A smentire questa sua certezza ci ha pensato però la realtà: dopo l’aborto, inizia a trascinarsi dietro una sofferenza sorda. Non riesce (e non vuole) darle un nome, preferendo attribuire questo suo malessere ad altre cause. «Sono nata in provincia, a Salerno, dove rimanere incinta e ancor più abortire sono considerati atti di cui vergognarsi», continua Beatrice. «Ero bloccata da questo retaggio. Inoltre, ogni volta che sentivo parlare Giovanni Paolo II o Madre Teresa di Calcutta dell’aborto, mi sentivo accusata: pensavo che la Chiesa fosse il volto giudice di Dio che ti dice quale era la tua colpa e cosa dovevi fare per essere assolta».
Invece, proprio quella Chiesa che doveva condannarla ha finito per darle la pace. A ridosso del 2000, la Fazi incontra infatti l’uomo che diventerà poi suo marito, Pierpaolo Platania, dopo alcuni anni rimane incinta e da lì a qualche mese, complice una confessione con don Fabio Rosini, trova la fede. Inizia così un percorso spirituale, prima seguendo i Dieci comandamenti e poi all’interno della realtà neocatecumenale. «Il mio è stato un percorso di maturazione e consapevolezza graduale: il Signore mi ha mostrato, con delicatezza, i miei errori. Senza stravolgermi. Senza chiedermi di diventare altro da me», ricorda. «La cosa bella di essere credente e di accettare i propri fallimenti è che non devi più nasconderti dietro a una facciata: non devi dimostrare niente a nessuno perché tu sei amata, così come sei».

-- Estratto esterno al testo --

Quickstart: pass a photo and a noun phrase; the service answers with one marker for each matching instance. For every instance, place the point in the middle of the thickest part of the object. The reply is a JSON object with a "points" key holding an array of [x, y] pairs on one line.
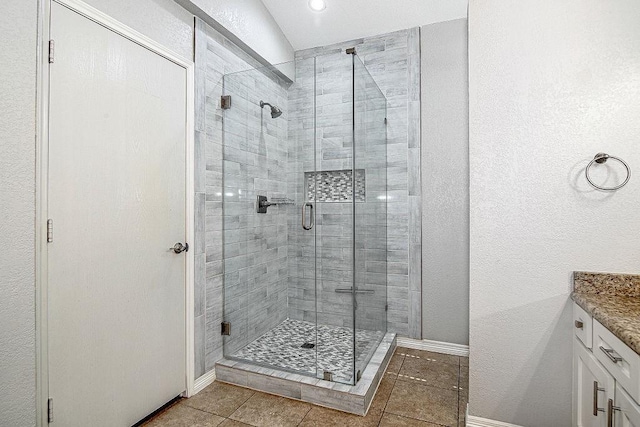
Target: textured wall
{"points": [[18, 26], [162, 20], [393, 60], [445, 182], [551, 84]]}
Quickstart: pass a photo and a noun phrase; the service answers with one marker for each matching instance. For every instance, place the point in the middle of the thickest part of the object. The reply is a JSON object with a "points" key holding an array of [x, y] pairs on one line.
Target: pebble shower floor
{"points": [[281, 348]]}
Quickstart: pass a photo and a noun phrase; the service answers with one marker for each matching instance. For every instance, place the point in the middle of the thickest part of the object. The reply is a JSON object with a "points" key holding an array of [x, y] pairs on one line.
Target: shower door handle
{"points": [[304, 216]]}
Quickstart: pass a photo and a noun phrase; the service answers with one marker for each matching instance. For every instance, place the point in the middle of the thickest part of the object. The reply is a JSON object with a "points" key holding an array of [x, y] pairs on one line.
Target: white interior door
{"points": [[117, 199]]}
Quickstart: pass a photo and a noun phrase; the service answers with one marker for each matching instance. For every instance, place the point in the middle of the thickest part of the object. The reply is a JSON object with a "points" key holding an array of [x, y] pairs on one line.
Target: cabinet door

Frequentando la comunità cristiana Beatrice realizza l’errore dell’aborto senza però viverlo come una condanna: «La Chiesa, che nel mio immaginario doveva condannarmi, mi ha accolta nel perdono, dicendomi che potevo ricominciare. Le conseguenze del mio atto rimangono: quel figlio non nascerà mai più ed è giusto che io provi contrizione. Mi sono però anche sentita dire: “Hai sbagliato, ma tu non sei quello sbaglio. L’errore non è l’ultima parola sulla tua vita”. Per me è stato fondamentale».
Con il dolore, Beatrice dovrà comunque convivere per sempre. Però adesso non è più la paura a dettare le scelte della sua vita: «I nostri peccati, o errori (peccare in fondo significa sbagliare il bersaglio), sono dettati dalla paura: dal timore di perdere qualcosa che consideriamo vitale, di rimanere soli, di non avere certezze… La paura può muovere tutte le nostre scelte, per tutta la nostra vita», aggiunge. «Ecco, credo che la vera emancipazione sia iniziare a vivere la paura come un sentimento che ci rende vigili, ma non schiavi. E questo è possibile quando capisci di avere un Padre che provvede a te».